Nvidia has released a new set of physical Artificial Intelligence research tools, agent workflows and open source models for building more advanced systems that operate in the real world. The systems are intended to accelerate development of autonomous vehicles, robots and vision Artificial Intelligence systems by giving researchers more integrated ways to simulate, train and evaluate software before it is deployed in the real world.
Unveiled this week at the Computer Vision and Pattern Recognition conference in Denver, the updates build on Nvidia’s recently launched Cosmos 3 world foundation model and are designed to help researchers automate key stages of physical Artificial Intelligence development, including simulation, synthetic data generation, policy training and evaluation. Physical Artificial Intelligence refers to systems that interact with and operate in the physical world, including self-driving vehicles, industrial robots and embodied Artificial Intelligence agents. Nvidia said the capabilities address a major industry challenge: creating scalable workflows to train and test Artificial Intelligence virtually before real-world deployment. The company described the current process as fragmented across separate tools, making experimentation slower for researchers who have to assemble workflows manually.

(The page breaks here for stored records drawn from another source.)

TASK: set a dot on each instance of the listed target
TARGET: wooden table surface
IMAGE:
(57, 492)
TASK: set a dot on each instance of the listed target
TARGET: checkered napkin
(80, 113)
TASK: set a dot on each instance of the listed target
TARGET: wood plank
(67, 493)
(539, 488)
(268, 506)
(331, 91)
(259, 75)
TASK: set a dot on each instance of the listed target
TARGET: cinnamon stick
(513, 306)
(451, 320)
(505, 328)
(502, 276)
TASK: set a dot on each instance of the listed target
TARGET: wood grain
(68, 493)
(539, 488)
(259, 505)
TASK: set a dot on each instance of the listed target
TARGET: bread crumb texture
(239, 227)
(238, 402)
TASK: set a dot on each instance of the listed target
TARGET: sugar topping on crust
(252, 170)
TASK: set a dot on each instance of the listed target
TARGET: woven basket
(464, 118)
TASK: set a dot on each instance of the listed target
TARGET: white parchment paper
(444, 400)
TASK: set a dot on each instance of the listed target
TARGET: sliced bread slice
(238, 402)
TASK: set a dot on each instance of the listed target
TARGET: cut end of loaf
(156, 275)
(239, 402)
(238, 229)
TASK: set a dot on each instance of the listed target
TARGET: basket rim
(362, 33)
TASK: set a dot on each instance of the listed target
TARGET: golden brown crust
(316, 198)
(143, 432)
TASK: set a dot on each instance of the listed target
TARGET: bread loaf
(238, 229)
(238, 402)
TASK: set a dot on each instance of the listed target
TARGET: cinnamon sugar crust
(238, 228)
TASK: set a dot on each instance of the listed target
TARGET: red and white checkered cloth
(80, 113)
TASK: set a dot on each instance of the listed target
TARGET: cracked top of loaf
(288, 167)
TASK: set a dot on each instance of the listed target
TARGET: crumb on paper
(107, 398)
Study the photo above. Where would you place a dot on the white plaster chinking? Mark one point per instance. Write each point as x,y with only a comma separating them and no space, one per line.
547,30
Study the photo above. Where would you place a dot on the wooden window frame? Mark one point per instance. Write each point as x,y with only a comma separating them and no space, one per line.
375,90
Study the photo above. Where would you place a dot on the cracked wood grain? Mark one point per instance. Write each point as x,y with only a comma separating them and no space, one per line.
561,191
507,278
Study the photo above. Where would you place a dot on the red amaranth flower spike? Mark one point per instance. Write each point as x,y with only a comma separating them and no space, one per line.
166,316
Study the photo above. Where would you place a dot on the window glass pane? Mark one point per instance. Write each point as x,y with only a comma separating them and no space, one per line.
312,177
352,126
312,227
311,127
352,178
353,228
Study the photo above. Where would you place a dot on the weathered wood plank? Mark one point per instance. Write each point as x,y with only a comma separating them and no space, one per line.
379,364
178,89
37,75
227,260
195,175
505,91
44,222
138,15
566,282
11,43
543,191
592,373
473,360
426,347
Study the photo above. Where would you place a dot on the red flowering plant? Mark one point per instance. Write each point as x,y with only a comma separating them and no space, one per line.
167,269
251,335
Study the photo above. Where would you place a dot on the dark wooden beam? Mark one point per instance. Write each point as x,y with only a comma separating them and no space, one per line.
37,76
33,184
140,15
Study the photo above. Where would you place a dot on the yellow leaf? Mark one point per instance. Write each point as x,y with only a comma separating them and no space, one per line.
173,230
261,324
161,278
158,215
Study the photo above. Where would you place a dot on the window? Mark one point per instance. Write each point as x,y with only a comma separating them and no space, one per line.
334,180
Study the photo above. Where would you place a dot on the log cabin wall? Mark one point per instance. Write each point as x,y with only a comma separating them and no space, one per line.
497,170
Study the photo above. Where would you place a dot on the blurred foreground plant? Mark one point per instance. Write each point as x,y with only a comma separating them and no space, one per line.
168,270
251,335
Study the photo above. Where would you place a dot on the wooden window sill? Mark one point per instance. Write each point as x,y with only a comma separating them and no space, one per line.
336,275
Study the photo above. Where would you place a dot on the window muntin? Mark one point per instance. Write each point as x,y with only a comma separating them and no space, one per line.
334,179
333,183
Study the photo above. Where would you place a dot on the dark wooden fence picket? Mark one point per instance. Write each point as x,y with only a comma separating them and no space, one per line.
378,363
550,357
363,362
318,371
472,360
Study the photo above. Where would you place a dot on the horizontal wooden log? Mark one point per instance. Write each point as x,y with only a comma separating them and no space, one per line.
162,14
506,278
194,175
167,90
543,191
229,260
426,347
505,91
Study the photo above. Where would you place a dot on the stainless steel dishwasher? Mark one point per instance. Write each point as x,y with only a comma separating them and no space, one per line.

New agent skills are being integrated across Nvidia Omniverse, Isaac Sim, Isaac Lab and Cosmos, enabling developers to automate scene reconstruction, simulation setup, environment generation and reinforcement learning workflows. For autonomous vehicle development, Nvidia introduced tools aimed at the industry’s “long-tail problem”, difficult-to-capture driving scenarios that are critical for training and validation. Its Artificial Intelligence agents can automate the reconstruction of real-world driving environments from fleet data and generate synthetic edge-case scenarios for testing. Nvidia also introduced Alpamayo 2 Super, a 32-billion-parameter vision-language-action model for autonomous driving. The system is designed with advanced reasoning capabilities, enabling it to autonomously act across the full driving stack.
In vision Artificial Intelligence, Nvidia expanded its video analysis capabilities with updates to Metropolis, adding tools for video search, summarization and synthetic data generation. These capabilities are designed to help developers build Artificial Intelligence agents that understand complex scenes, identify events and generate alerts from video streams. Robotics also received new agent skills intended to automate simulation and training workflows, reducing manual work required to create virtual environments and train robots within them. Nvidia’s new physical Artificial Intelligence suite is available through GitHub, while synthetic data generation tools including Neural Reconstruction, Video Augmentation and Defect Image Generation are available on Nvidia Brev with free trial credits for researchers.